In the newly formed United States, Quakers resisted patriotic fervor, with critics such as Thomas Paine blasting them as traitors. In the United Kingdom, they carefully resisted nationalist pressure and challenges to their loyalty. In France they were widely praised by intellectuals, though, as Crabtree points out, often their beliefs were distorted by outsiders.

Crabtree does an excellent job of exploring how Quakers developed their own schools, creating curricula that stressed the peace testimony, abolition, and women’s equality. This pedagogy fostered new generations of activists in the United States and the United Kingdom, and helped forge a notion among Quakers of the universality of human spirituality. “Quaker schools placed the Society’s children out of the reach of the homogenizing efforts of the state, encouraging them to identify with their transatlantic counterparts,” she writes. Crabtree has a good command of the balkanizing schisms that wracked the Religious Society in the 1800s, and argues persuasively that pressure from nationalist forces caused the splits.

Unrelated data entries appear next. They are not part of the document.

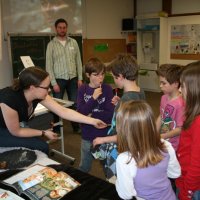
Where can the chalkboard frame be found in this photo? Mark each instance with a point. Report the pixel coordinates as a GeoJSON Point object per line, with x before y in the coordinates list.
{"type": "Point", "coordinates": [33, 45]}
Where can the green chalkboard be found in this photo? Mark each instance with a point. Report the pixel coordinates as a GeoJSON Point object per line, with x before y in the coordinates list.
{"type": "Point", "coordinates": [33, 46]}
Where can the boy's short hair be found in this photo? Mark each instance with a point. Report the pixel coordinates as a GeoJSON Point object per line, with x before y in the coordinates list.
{"type": "Point", "coordinates": [126, 65]}
{"type": "Point", "coordinates": [61, 20]}
{"type": "Point", "coordinates": [171, 72]}
{"type": "Point", "coordinates": [94, 65]}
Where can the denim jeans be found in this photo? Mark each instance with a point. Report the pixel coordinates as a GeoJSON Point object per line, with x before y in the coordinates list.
{"type": "Point", "coordinates": [34, 143]}
{"type": "Point", "coordinates": [71, 87]}
{"type": "Point", "coordinates": [86, 156]}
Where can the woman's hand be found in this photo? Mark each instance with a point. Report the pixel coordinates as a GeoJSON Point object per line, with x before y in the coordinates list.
{"type": "Point", "coordinates": [98, 140]}
{"type": "Point", "coordinates": [115, 100]}
{"type": "Point", "coordinates": [50, 135]}
{"type": "Point", "coordinates": [97, 93]}
{"type": "Point", "coordinates": [98, 123]}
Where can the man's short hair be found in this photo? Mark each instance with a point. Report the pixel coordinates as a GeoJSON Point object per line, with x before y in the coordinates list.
{"type": "Point", "coordinates": [61, 20]}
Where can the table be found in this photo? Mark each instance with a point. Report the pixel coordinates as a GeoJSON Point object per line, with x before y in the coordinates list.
{"type": "Point", "coordinates": [92, 188]}
{"type": "Point", "coordinates": [41, 110]}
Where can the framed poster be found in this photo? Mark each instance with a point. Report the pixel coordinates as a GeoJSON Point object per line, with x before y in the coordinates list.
{"type": "Point", "coordinates": [185, 42]}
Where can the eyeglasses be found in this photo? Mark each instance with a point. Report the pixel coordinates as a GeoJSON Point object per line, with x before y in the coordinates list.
{"type": "Point", "coordinates": [45, 88]}
{"type": "Point", "coordinates": [98, 75]}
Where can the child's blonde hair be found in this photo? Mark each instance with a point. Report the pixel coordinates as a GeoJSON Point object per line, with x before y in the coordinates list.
{"type": "Point", "coordinates": [137, 134]}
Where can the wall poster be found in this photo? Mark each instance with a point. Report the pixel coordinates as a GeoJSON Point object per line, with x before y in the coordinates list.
{"type": "Point", "coordinates": [185, 42]}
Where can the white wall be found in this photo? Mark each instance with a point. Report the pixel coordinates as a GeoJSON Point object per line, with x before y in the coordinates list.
{"type": "Point", "coordinates": [5, 67]}
{"type": "Point", "coordinates": [178, 6]}
{"type": "Point", "coordinates": [146, 7]}
{"type": "Point", "coordinates": [103, 18]}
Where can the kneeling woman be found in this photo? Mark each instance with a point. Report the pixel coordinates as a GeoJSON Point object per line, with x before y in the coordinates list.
{"type": "Point", "coordinates": [17, 104]}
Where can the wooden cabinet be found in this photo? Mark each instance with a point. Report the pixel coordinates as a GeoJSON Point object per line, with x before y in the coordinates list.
{"type": "Point", "coordinates": [131, 42]}
{"type": "Point", "coordinates": [151, 50]}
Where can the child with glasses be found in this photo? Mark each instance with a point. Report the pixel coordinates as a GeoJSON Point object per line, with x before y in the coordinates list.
{"type": "Point", "coordinates": [95, 100]}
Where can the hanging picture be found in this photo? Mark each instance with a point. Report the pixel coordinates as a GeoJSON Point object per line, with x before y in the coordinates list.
{"type": "Point", "coordinates": [185, 42]}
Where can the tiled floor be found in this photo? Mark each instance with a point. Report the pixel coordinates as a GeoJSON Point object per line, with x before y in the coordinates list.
{"type": "Point", "coordinates": [72, 140]}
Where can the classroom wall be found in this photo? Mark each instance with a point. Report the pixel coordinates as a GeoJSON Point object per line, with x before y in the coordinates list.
{"type": "Point", "coordinates": [5, 67]}
{"type": "Point", "coordinates": [101, 20]}
{"type": "Point", "coordinates": [195, 19]}
{"type": "Point", "coordinates": [178, 7]}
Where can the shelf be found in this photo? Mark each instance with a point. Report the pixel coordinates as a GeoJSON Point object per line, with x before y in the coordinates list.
{"type": "Point", "coordinates": [129, 31]}
{"type": "Point", "coordinates": [150, 30]}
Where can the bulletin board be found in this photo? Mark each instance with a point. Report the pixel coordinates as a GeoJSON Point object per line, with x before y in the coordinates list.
{"type": "Point", "coordinates": [104, 49]}
{"type": "Point", "coordinates": [185, 42]}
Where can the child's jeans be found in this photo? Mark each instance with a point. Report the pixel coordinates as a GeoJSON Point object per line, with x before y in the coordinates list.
{"type": "Point", "coordinates": [86, 156]}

Holy Nation is an academic work, and unfortunately the prose suffers from excesses common to that genre, including using words like “positionality” and “imbricated.” But if you can get past some turgid sentences, this book presents a thoughtful untangling of a complicated history. It’s a useful addition to our growing understanding of how an odd grouping of stridently peaceful people developed and sustained itself during a turbulent epoch of imperial expansion, industrial transformation, war, and revolution.